今回の円安時においては輸入が減るどころか前期に比べて増えているということで円安が本来もっている硬化が発揮されていない。真逆のことが起きている。
今の日本経済というのは残念ながら円安は好ましくない。
留学生の倍増ねらう大学
これに対し、円安を追い風にしようとしているのが国内の大学です。
東京・千代田区にキャンパスを構える上智大学。その一室で行われていたのは…
上智大学
担当者

キャンパスは新宿から1駅の場所にある。
アメリカに住む高校生に対し日本への留学を呼びかける説明会。
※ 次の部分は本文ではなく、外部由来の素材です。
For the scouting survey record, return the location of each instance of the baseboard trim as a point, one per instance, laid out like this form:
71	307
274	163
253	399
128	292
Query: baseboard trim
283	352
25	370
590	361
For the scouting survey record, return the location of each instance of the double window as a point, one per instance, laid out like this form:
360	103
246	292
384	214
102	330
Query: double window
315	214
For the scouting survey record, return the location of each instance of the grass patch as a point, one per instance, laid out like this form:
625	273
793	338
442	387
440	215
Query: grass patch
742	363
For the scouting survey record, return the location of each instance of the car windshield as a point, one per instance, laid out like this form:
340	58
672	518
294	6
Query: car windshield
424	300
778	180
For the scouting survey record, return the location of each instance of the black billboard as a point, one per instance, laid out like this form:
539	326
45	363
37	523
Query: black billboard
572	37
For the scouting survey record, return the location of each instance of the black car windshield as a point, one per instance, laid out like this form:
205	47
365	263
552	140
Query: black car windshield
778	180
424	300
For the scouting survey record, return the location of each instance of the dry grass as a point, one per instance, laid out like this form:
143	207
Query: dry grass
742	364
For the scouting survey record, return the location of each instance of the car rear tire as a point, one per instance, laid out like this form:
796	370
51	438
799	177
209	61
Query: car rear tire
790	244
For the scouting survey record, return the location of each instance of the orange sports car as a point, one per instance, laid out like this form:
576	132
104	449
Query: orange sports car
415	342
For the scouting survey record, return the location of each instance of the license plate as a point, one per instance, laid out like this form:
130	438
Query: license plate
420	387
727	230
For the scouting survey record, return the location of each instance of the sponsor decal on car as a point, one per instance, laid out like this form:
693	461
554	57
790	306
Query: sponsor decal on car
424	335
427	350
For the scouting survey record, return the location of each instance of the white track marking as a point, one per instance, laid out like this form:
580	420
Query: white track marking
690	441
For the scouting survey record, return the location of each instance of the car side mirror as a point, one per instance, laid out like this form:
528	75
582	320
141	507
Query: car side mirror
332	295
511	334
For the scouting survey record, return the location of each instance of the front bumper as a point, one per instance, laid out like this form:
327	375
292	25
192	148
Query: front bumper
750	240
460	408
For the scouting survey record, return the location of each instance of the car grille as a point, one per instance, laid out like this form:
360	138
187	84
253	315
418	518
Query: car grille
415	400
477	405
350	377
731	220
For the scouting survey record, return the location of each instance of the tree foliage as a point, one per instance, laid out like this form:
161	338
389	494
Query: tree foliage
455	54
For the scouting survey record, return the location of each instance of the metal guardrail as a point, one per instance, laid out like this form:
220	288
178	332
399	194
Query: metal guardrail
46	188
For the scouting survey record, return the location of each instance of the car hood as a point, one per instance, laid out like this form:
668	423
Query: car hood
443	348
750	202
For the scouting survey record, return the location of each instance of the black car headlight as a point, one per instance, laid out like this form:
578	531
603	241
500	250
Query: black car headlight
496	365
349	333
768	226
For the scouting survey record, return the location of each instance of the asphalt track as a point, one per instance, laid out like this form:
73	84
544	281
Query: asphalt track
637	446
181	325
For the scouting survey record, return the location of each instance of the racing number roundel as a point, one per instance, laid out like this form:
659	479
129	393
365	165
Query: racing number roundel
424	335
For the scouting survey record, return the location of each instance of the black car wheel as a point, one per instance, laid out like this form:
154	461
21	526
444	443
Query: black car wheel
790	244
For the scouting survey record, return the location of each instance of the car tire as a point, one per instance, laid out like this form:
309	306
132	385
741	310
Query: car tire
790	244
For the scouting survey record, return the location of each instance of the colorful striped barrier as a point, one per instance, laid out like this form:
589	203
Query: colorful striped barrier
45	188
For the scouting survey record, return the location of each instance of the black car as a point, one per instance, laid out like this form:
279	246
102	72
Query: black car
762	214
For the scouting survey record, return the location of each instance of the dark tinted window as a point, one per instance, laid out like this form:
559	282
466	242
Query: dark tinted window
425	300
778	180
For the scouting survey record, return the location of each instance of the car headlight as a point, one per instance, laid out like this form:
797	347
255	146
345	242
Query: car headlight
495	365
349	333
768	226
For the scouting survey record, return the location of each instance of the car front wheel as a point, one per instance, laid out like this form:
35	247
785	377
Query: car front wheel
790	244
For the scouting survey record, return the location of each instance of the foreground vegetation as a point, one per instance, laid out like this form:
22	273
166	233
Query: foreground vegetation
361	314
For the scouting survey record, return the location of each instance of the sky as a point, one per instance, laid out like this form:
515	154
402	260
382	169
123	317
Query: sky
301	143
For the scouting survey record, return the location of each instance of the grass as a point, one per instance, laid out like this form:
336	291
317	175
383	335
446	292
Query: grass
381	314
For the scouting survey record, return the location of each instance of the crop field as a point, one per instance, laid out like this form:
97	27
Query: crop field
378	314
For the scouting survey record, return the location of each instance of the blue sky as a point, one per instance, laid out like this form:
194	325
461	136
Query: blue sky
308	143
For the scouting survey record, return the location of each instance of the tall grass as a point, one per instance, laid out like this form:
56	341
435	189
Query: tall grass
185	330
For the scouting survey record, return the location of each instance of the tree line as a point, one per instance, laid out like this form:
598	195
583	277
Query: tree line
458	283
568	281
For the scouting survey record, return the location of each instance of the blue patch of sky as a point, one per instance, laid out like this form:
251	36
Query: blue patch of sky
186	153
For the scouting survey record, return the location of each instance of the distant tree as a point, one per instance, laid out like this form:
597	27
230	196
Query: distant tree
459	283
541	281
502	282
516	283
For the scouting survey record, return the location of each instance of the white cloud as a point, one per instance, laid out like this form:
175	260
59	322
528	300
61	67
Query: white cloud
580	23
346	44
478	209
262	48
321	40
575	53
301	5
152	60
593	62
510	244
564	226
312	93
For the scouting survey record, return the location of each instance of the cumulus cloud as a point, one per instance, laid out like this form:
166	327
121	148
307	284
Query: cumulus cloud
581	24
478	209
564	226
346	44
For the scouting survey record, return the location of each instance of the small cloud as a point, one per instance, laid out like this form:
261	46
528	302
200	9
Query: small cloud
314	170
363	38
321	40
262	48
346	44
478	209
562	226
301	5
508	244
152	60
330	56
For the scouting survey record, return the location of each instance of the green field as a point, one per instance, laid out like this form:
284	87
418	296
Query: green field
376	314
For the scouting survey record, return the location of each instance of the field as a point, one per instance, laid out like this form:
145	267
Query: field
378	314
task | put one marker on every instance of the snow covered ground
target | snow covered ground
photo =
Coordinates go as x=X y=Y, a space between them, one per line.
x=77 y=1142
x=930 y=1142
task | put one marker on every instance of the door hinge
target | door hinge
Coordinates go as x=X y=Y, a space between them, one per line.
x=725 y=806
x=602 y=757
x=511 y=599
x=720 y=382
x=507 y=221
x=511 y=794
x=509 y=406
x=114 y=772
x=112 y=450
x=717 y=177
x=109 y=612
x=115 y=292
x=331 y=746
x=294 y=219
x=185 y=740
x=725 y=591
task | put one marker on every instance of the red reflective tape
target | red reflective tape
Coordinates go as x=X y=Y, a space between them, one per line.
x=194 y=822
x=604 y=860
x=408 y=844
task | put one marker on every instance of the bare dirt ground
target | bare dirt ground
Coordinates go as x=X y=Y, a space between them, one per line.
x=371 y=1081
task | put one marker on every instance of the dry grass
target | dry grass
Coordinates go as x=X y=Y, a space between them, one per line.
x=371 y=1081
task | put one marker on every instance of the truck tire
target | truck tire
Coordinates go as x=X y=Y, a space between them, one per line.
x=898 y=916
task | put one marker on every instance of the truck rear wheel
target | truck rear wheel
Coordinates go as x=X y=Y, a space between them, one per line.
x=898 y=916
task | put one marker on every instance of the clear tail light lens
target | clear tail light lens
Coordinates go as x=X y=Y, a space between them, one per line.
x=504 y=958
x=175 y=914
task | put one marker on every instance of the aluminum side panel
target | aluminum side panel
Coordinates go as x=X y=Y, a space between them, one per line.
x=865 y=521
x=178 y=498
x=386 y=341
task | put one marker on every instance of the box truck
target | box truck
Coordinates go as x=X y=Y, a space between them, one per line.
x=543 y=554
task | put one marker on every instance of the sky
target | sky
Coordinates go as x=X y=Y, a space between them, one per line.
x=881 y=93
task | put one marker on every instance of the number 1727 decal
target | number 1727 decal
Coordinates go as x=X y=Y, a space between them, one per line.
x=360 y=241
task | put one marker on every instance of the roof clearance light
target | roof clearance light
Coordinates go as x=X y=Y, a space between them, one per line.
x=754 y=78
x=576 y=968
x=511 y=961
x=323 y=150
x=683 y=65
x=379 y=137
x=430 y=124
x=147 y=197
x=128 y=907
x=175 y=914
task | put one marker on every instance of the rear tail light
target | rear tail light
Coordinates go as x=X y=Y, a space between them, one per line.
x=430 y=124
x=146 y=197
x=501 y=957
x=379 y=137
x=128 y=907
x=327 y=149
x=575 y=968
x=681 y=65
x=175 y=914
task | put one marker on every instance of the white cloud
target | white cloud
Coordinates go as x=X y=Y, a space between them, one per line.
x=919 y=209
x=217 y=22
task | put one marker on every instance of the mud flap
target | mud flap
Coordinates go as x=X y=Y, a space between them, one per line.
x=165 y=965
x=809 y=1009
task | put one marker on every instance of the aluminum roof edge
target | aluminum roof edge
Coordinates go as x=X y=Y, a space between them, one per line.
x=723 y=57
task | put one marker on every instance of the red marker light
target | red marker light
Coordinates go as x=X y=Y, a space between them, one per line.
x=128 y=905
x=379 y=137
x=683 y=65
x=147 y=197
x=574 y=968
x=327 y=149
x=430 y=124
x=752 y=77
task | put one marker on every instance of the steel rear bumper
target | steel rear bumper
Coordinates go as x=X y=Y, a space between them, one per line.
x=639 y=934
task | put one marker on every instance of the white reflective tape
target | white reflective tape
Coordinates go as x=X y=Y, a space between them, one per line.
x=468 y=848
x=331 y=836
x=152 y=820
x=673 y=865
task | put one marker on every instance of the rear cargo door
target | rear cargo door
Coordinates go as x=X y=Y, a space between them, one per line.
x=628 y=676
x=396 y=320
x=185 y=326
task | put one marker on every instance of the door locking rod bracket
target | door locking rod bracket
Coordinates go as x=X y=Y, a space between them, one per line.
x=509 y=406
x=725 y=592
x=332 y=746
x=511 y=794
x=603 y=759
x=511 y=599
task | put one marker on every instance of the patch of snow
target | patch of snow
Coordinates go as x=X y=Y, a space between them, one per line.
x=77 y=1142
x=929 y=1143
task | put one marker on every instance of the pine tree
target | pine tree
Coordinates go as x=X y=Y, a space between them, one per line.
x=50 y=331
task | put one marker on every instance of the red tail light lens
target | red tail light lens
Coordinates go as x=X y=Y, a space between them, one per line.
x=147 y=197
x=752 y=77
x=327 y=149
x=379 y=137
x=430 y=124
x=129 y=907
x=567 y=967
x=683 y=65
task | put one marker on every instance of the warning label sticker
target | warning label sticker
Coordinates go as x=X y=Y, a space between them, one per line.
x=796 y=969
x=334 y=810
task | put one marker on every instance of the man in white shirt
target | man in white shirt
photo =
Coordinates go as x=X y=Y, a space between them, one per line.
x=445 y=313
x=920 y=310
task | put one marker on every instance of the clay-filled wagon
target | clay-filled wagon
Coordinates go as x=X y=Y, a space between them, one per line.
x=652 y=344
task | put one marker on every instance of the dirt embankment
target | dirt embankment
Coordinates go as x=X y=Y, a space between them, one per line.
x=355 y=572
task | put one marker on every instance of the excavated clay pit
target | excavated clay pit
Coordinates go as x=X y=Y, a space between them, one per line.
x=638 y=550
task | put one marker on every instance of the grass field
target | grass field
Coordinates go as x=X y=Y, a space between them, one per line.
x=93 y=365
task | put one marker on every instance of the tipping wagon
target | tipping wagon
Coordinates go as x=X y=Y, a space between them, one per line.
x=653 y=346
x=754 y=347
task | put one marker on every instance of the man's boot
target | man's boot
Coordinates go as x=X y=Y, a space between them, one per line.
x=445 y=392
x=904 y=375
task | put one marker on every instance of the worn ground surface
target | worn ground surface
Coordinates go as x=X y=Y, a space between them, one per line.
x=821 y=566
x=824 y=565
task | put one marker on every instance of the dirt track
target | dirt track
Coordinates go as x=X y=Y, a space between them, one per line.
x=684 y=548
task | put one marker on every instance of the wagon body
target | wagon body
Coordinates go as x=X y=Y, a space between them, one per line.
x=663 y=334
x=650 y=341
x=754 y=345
各大学が魅力をアピールします。
特に強調していたのは…
上智大学
担当者

今は円安なので日本に来る絶好のタイミング。
高いレベルの教育がアメリカの大学より安い学費で受けられる。
円安によるメリットです。
1ドル150円で計算するとアメリカの私立大学の学費は平均で年間およそ600万円。一方、日本の私立大学なら平均およそ135万円と4分の1以下です。
円安が進んだことで相対的に日本の学費が安くなっているのです。
日本が去年受け入れた留学生はおよそ24万人。
新型コロナなどの影響で政府が目標としていた30万人には届いていません。
こうした中、上智大学は円安をきっかけに日本に来る留学生が増えるのではないかと期待しています。
アメリカから来た留学生に話を聞くと…
上智大学 国際教養学部4年
メーガン・ソープさん

アメリカに比べると学費が安い。
上智大学なら両親もローンなく支払える。
さらに日常生活でも変化が…
上智大学 国際教養学部4年
メーガン・ソープさん

円安は私にとってもいいこと。
3年前は1万円が約90ドルだったが、今は約70ドルでいいから。
上智大学では在校生のおよそ1割にあたる1,300人が留学生。その多くがアジア圏です。
円安メリットの大きい北米やヨーロッパ圏も大学の魅力をアピールし、留学生を倍増させたい考えです。
上智大学
高大連携副学長
西澤茂氏

留学に関するコスト、授業料だけでなく生活費なども含め日本に来やすくなっている。
日本は安全だし、留学したいと思う背景になってくる。
英語のプログラムを充実させ、英語だけでも単位を取得できるようにするなど留学生が学びやすい環境作りを行う方針です。
上智大学
高大連携副学長
西澤茂氏

さまざまな国の人々やさまざまな文化や考えを持つ人が大学の中で一堂に会して、世界の問題について議論したり、意見交換したりするキャンパスにしたい。